Thursday, February 6, 2014

Blavatsky News


 *  Bucerius Kunst Forum in Hamburg has on view until May 11 the exhibition Mondrian. Color, which focuses on the painter’s use of colour and acknowledges the influence of Blavatsky on his theories. The exhibition includes 40 key works from the Gemeentemuseum in The Hague. The German paper Weser Kurier in its review of the exhibition comments on Mondrian’s familiarity with Blavatsky:

Starken Einfluss übte auf ihn aber auch das 1888 erschienene Buch „Geheimlehre“ der deutsch-russischen Okkultistin und Gründerin der „Theosophischen Gesellschaft“, Helena Blavatsky, aus. Bilder wie das auratisch aufgeladene 1908 entstandene Mädchenporträt „Andacht“ in leuchtendem Orange huldigen der theosophischen Vorstellung eines im Universellen der Natur aufgehenden Individuums.


“Experiments with Theosophical Truth: Gandhi, Esotericism, and Global Religious History” by Michael Bergunder, in the January online issue of the Journal of the American Academy of Religion, makes a claim that is not usually stressed:

There is strong textual evidence to suggest that M. K. Gandhi's notion of Hinduism, his specific view of Christianity, and his general belief that all religions refer to the same truth were shaped by esotericism, namely the Theosophical Society and the Esoteric Christian Union.…it is argued that the impact of esotericism on global religious history, from the nineteenth century to early twentieth, needs to be investigated with more academic rigor.


*  New Zealand film and theatre maker Julia Campbell, one of the people behind the production on Mme.
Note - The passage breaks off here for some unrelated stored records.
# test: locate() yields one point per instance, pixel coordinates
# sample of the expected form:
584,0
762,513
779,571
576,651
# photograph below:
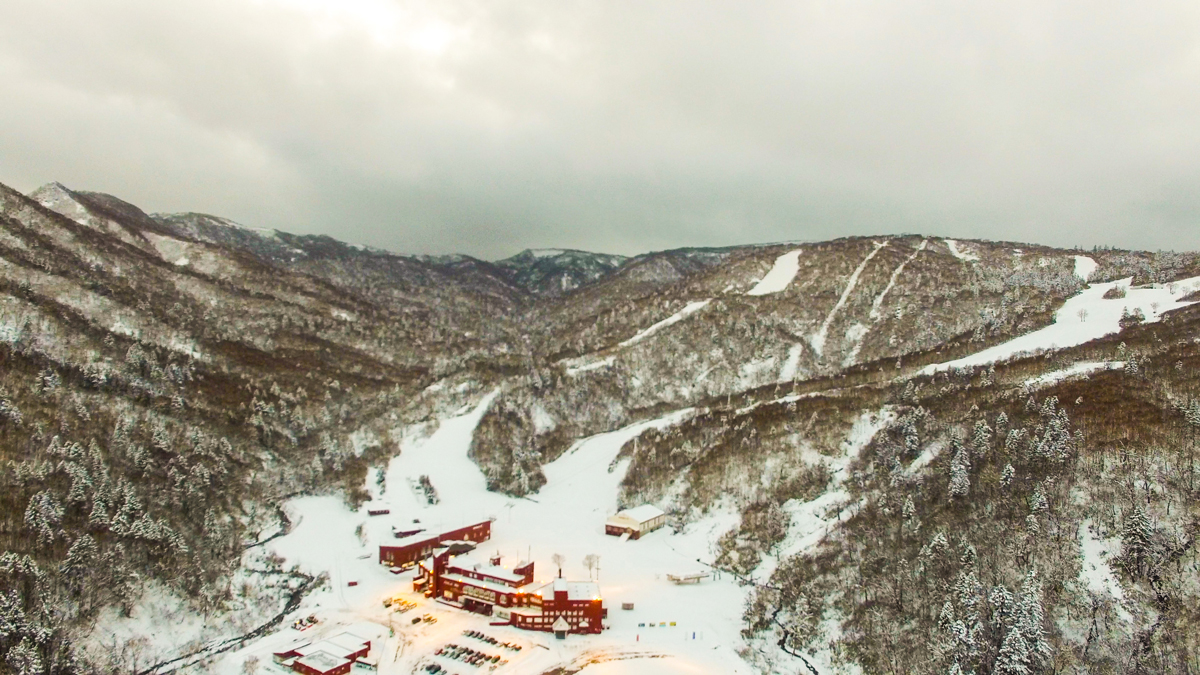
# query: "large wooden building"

Blavatsky at this year’s New Zealand Fringe Festival, has posted copies of the flyers for her show “Madame Blavatsky and the Astral Light,” which will be performed February 13 to 16, 2 PM and 7 PM. Discussing her choice of Blavatsky as the subject of her show, she says:

Madame Blavatsky is the founder of the Theosophical society and widely regarded as the bringing new age religion to America. This colourful Russian heiress ran away from marriage to a much older politician at age 19 to travel the world. A highly accomplished and talented young woman, she met her “Master” in London and consequently followed him to India and Tibet where she studied Mysticism. Here her biography gets hazy and nobody is sure where truth meets fiction but she came to New York in 1873 to start the theosophy society.…Such an strong, defiant polarising woman should make a great subject for a show.